Pour moi là-dessus il y a un souci : soit le jeu nous indique clairement que la fin sera celle qu’on se racontera soit il ajoute une carte « finale ». Mais nous prendre par la main tout au long du récit pour nous abandonner sur la dernière étape c’est non.
Pour notre part ça nous a complétement gâché l’expérience et comme ça reste un jeu dans lequel on s’implique, on était limite sur un sentiment de colère vis-à-vis du jeu.
Donc en effet, grosse alerte sur cet aspect : c’est à vous de donner la fin que vous souhaitez à votre histoire !

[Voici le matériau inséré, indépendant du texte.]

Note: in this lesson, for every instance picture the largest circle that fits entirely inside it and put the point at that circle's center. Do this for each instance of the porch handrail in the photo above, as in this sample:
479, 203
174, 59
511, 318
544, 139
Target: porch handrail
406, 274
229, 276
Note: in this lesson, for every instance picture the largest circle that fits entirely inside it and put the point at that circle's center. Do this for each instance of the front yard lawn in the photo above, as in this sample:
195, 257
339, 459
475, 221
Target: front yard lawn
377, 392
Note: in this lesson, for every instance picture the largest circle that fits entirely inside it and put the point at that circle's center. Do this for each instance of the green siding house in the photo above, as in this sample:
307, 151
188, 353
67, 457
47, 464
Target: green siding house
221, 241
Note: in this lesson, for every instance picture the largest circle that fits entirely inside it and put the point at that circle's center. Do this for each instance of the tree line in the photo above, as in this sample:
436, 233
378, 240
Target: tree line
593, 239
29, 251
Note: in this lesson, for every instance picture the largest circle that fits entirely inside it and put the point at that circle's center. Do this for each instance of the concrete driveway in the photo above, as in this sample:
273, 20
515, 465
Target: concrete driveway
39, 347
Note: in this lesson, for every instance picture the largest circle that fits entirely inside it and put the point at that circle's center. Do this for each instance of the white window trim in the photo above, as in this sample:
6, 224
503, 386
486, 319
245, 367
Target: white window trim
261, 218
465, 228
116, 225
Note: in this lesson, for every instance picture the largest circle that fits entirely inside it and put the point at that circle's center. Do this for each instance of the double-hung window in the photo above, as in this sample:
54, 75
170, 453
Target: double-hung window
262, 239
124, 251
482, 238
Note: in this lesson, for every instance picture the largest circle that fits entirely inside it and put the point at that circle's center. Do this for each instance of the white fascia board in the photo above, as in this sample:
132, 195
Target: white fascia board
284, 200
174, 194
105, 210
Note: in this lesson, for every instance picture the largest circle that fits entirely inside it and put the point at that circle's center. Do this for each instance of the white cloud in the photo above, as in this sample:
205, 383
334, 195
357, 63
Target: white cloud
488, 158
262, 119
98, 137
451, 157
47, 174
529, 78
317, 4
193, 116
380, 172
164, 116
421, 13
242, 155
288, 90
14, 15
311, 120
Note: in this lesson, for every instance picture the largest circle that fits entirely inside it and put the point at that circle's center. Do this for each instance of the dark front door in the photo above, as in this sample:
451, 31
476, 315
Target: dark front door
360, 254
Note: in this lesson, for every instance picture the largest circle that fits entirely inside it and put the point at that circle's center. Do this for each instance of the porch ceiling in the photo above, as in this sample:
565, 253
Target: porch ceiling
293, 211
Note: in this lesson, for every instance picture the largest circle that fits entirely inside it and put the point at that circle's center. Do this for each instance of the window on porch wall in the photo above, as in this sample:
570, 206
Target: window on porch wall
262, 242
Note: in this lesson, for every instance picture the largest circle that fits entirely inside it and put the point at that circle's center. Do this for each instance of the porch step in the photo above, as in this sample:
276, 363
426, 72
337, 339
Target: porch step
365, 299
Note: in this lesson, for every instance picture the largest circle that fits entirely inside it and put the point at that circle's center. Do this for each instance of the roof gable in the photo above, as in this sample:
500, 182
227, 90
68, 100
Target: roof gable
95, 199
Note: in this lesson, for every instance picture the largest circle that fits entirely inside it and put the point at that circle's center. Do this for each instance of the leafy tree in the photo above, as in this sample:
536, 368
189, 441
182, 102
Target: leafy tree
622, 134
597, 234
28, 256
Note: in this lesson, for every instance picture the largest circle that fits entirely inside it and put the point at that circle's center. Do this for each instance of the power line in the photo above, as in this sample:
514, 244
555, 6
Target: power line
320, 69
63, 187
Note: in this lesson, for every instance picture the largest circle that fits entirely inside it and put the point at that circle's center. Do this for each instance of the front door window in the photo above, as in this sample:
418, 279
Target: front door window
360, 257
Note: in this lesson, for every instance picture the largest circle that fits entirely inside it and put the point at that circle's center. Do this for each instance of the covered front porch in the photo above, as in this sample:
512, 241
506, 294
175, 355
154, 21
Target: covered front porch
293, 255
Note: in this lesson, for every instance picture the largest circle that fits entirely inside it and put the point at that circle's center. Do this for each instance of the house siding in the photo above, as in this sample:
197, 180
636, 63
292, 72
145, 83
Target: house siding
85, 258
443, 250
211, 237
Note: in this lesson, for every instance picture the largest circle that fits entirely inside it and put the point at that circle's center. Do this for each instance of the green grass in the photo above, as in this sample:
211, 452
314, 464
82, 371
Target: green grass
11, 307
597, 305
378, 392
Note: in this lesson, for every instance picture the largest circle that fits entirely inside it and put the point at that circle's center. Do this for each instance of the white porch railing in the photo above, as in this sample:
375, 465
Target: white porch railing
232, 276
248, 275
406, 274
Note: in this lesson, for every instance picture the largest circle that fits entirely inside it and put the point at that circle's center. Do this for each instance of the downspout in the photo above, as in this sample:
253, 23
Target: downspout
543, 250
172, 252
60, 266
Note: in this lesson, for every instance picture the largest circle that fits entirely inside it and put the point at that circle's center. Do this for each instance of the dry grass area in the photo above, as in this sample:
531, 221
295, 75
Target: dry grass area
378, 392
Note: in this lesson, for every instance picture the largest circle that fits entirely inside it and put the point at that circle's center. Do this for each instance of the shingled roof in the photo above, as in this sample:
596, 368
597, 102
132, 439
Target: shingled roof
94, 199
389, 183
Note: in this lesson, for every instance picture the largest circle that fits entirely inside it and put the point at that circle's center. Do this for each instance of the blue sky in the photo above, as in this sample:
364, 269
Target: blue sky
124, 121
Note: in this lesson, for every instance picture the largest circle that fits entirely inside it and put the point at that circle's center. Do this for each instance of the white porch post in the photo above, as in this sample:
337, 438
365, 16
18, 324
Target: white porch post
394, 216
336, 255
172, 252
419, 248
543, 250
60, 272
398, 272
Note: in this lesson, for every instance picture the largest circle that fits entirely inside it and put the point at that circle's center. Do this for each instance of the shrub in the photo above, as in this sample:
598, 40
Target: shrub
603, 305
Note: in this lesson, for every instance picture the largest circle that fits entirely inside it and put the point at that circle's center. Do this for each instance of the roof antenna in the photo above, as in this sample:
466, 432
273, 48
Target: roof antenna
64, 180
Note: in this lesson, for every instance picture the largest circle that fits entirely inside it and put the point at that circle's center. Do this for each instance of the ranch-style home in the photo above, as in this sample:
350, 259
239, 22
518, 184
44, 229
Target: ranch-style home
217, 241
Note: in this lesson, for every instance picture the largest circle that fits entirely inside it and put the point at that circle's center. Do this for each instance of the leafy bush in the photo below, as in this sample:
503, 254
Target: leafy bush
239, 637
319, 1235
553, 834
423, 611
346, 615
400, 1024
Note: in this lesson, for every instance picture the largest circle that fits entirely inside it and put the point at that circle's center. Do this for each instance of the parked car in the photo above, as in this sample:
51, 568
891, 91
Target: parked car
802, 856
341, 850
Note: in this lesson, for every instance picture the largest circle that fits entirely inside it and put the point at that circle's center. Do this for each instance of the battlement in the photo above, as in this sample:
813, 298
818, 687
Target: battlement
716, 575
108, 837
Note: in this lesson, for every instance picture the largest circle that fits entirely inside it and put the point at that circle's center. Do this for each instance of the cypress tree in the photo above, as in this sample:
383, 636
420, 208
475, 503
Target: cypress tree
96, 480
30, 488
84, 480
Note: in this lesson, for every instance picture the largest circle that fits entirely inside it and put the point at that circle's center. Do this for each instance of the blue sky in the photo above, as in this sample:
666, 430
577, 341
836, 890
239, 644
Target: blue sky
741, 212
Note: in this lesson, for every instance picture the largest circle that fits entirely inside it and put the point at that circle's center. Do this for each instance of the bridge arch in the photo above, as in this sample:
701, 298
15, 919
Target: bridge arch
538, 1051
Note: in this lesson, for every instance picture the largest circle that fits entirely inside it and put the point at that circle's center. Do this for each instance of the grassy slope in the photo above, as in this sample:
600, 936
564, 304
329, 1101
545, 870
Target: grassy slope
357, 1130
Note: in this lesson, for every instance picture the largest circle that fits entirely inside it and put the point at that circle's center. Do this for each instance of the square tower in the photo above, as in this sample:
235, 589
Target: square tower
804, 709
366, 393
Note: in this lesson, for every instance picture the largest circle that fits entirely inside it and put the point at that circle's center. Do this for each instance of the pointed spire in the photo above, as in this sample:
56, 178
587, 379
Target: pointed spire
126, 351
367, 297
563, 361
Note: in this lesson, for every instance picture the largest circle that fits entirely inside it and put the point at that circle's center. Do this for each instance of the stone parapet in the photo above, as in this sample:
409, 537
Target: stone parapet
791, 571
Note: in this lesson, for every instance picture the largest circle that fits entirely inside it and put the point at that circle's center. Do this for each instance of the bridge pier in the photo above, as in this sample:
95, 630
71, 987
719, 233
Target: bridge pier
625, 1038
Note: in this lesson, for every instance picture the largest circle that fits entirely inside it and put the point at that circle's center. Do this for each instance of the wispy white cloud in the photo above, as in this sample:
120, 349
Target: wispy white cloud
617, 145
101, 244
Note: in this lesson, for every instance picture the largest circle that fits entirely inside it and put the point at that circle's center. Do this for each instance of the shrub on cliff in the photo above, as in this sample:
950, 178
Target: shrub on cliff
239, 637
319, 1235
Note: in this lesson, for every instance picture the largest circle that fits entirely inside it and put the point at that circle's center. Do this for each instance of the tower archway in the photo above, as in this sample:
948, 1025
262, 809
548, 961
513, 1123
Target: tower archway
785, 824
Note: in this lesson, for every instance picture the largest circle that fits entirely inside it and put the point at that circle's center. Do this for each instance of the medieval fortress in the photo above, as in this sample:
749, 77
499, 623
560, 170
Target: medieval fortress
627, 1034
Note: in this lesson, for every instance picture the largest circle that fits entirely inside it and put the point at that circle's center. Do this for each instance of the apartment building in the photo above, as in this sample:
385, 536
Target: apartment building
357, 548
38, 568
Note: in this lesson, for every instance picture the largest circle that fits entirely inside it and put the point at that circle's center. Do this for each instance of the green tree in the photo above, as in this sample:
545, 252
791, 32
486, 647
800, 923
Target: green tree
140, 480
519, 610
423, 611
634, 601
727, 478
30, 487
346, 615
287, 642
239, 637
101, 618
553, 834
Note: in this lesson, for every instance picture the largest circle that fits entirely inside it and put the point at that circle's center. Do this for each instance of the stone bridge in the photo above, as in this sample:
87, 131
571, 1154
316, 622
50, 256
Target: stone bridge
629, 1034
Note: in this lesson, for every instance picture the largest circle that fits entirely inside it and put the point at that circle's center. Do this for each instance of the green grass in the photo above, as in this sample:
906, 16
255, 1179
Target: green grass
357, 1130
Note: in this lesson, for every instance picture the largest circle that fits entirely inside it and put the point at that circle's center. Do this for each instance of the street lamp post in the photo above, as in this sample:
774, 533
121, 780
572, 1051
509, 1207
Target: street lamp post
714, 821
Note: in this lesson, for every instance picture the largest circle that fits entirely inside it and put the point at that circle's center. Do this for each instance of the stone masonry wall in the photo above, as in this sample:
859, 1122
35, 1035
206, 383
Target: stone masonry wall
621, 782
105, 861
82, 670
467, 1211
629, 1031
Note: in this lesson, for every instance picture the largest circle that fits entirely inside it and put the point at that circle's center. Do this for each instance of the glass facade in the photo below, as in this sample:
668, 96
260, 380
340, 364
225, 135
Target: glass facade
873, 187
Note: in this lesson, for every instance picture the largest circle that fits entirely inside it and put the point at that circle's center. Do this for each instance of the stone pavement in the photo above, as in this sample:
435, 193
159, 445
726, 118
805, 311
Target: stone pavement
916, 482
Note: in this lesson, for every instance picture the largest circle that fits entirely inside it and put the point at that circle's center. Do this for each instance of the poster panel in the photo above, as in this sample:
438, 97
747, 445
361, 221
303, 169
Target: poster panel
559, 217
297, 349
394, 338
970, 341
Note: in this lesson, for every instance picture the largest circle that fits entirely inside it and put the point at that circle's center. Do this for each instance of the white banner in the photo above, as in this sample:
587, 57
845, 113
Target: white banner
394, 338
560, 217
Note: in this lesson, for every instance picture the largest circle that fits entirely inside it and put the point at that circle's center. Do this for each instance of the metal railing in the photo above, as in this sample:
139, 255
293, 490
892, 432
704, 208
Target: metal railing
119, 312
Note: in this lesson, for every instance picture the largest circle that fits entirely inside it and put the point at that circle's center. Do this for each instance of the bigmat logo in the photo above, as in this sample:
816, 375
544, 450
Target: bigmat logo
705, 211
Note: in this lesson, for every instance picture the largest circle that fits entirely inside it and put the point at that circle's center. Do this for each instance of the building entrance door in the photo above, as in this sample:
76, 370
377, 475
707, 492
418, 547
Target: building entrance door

salut, oui je suis assez d’accord. Là où dans d’autres jeux narratifs comme Fragments ou For the Story on sait d’entrée que tout sera créé par les joueurs/joueuses, avec Alice on a l’impression que le jeu va nous donner quelque chose à lui. Mais c’est structurellement impossible en vrai. Mais on reste sur un goût d’inachevé à cause de cette attente. C’est certain que si je refaisais une partie ce serait différent dans l’approche. Il reste tout de même une expérience ludique vraiment spéciale qui vaut le coup quoi qu’il arrive.
Mais c’est vrai que certains jeux nous mettent parfois en colère. Ca me le fait perso sur tous les jeux de type Unlock, ou Sherlock. Et récemment Earthborne Rangers…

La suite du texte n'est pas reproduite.